Unleashing Evidence-Based Management in Government

By training 100 mid-level staffers as 'Data Fellows,' New Jersey's child-welfare agency has found a formula for improving outcomes.
March 23, 2015
By John M. Kamensky  |  Contributor
John M. Kamensky is a senior fellow with the IBM Center for the Business of Government.

If evidence-based decision-making is all the rage in government these days, how do agencies develop the skills to conduct such analyses? And how do agencies create a culture to support this management approach so it isn't just another flavor-of-the-month fad?

New Jersey's child-welfare system may have cracked the code. A new report for the IBM Center for the Business of Government, by David Lambert and Julie Atkins of the University of Southern Maine, tells the story.

Faced with years of spotty performance in ensuring the safety and welfare of at-risk children, New Jersey's Department of Children and Families (DCF) felt good about its progress after a three-year upgrade in data and technology. By 2009, the report's authors write, "managers could now turn on their computers and see in real time the proportion of investigations completed within the target of 60 days in each of New Jersey's 10 areas and 47 local offices." Nevertheless, departmental leadership felt that performance had not measurably improved. In short, managers were not using the data to manage.

At about the same time, the U.S. Department of Health and Human Services (HHS) had funded a program to help state child-welfare agencies design and implement programs to improve system outcomes. New Jersey became part of HHS' initiative and developed an 18-month program to train 100 "Data Fellows" from different levels within the agency. "This initiative succeeded in changing the technical skills, attitudes and practice of a diverse group of workers," note the authors.

The success of the initial "Manage by Data" program has encouraged DCF to extend the program to two additional cohorts of departmental employees, using the department's own funds, since DCF's leadership realized this could not be a one-time investment.

New Jersey launched the development of its program in mid-2009, based in part on experiences piloted in five other states. While the department initially considered training all frontline employees, there was concern that this might result in superficial skill development. DCF ultimately chose to train 100 workers in more depth, targeting mid-level staff with at least 10 years with the department and from different areas of the state.

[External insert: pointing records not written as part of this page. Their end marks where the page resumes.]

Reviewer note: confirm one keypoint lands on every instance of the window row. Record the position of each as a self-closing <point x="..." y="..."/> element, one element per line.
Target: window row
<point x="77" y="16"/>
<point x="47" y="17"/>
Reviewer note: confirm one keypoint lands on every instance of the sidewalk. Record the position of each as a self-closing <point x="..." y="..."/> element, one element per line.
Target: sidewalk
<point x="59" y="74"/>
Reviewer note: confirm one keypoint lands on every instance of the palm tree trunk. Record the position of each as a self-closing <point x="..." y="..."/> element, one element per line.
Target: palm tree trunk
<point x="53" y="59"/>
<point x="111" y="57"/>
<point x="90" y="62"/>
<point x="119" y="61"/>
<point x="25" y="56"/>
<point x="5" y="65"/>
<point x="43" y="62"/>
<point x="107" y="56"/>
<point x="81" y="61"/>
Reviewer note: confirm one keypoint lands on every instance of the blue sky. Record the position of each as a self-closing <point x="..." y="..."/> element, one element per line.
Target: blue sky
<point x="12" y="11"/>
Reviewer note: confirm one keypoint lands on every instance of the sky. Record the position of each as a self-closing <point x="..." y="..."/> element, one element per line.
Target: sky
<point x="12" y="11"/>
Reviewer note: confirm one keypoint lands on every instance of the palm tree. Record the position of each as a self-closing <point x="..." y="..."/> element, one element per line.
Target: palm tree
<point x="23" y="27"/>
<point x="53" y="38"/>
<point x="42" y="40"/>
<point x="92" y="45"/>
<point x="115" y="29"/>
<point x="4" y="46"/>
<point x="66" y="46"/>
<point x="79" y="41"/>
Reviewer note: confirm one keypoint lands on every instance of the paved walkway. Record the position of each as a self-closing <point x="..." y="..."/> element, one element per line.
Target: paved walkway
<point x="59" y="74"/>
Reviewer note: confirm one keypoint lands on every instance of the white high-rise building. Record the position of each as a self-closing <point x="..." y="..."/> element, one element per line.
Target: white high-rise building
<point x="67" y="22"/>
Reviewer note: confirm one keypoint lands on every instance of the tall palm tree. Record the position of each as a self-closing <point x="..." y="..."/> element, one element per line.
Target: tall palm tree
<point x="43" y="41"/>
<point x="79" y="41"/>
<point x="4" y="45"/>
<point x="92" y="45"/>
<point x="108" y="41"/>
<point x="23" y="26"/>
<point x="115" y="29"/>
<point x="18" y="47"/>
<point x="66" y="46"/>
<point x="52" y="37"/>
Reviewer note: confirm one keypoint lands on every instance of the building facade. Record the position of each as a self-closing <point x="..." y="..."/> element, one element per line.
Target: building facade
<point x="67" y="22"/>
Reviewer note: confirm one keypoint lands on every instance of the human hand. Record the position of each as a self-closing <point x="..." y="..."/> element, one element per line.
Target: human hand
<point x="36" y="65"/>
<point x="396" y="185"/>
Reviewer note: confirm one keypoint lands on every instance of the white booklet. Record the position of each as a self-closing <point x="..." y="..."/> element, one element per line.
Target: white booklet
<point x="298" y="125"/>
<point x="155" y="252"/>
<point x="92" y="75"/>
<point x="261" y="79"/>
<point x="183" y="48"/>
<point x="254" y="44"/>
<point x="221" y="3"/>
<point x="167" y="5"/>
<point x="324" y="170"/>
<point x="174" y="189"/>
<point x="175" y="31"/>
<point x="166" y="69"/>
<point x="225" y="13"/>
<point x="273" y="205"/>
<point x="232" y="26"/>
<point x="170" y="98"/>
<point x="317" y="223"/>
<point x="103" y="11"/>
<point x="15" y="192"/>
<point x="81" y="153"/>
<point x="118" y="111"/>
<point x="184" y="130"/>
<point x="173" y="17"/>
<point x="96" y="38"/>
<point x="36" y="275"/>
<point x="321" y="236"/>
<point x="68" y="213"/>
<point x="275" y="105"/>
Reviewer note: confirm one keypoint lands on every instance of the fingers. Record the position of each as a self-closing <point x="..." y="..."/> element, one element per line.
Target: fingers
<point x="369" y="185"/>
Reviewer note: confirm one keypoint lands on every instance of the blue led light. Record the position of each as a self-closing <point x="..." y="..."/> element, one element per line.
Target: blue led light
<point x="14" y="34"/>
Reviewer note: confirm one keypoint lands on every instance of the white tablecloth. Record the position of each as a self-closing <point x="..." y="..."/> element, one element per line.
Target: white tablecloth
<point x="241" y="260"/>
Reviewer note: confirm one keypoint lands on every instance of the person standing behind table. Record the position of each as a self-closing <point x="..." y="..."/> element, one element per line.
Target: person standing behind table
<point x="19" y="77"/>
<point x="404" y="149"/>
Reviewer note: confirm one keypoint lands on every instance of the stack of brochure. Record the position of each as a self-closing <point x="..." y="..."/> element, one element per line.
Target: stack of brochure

The DCF Fellows Program launched in mid-2010. The curriculum involved classroom work, coaching, group projects and special events. There were three phases of six day-long seminars covering how to be knowledgeable consumers of data, using data to understand and manage change, and how to put the diagnostic pieces together to improve outcomes.

Fellows' projects were based on challenges that bubbled up from area and local offices, and were in the context of the departmental strategic priorities. One group, for example focused on improving parent/child visitation. The Fellows found that children placed with kin were more likely to have parent visits (as expected) but that fewer visits were occurring than expected because they typically took place in forbidding-looking welfare offices. So the group recommended better training around how to make the visits more welcoming for the families.

The initiative has led to a number of changes in the way DCF conducts its operations. For example, Fellows found that offices that took the time to hold more frequent supervisor conference investigations with staff tended to save time and produced better results. In another case, Fellows learned that hotline call-screeners had highly variable rates of anonymous calls (ranging from 3 percent to 50 percent). By observing the best screeners, they were able to develop a script for use by all screeners that resulted in far fewer anonymous referrals.

More strategically, the effort gave Data Fellows the opportunity to exercise leadership and to serve as "data ambassadors" with their colleagues, regardless of their role within the department. It also contributed to the use of monthly "ChildStat" meetings at the departmental level as learning sessions to create culture around data. Area directors began to hold quarterly sessions on their own, comparing their performance with other area offices in order to improve their own.

New Jersey's experience holds lessons for other states. The performance movement over the past few decades has been successful in creating a supply of performance information. It has had trouble, however, in creating a demand for it by decision makers. The New Jersey program demonstrates the importance of engaging managers and frontline staff in establishing a model for data-driven management.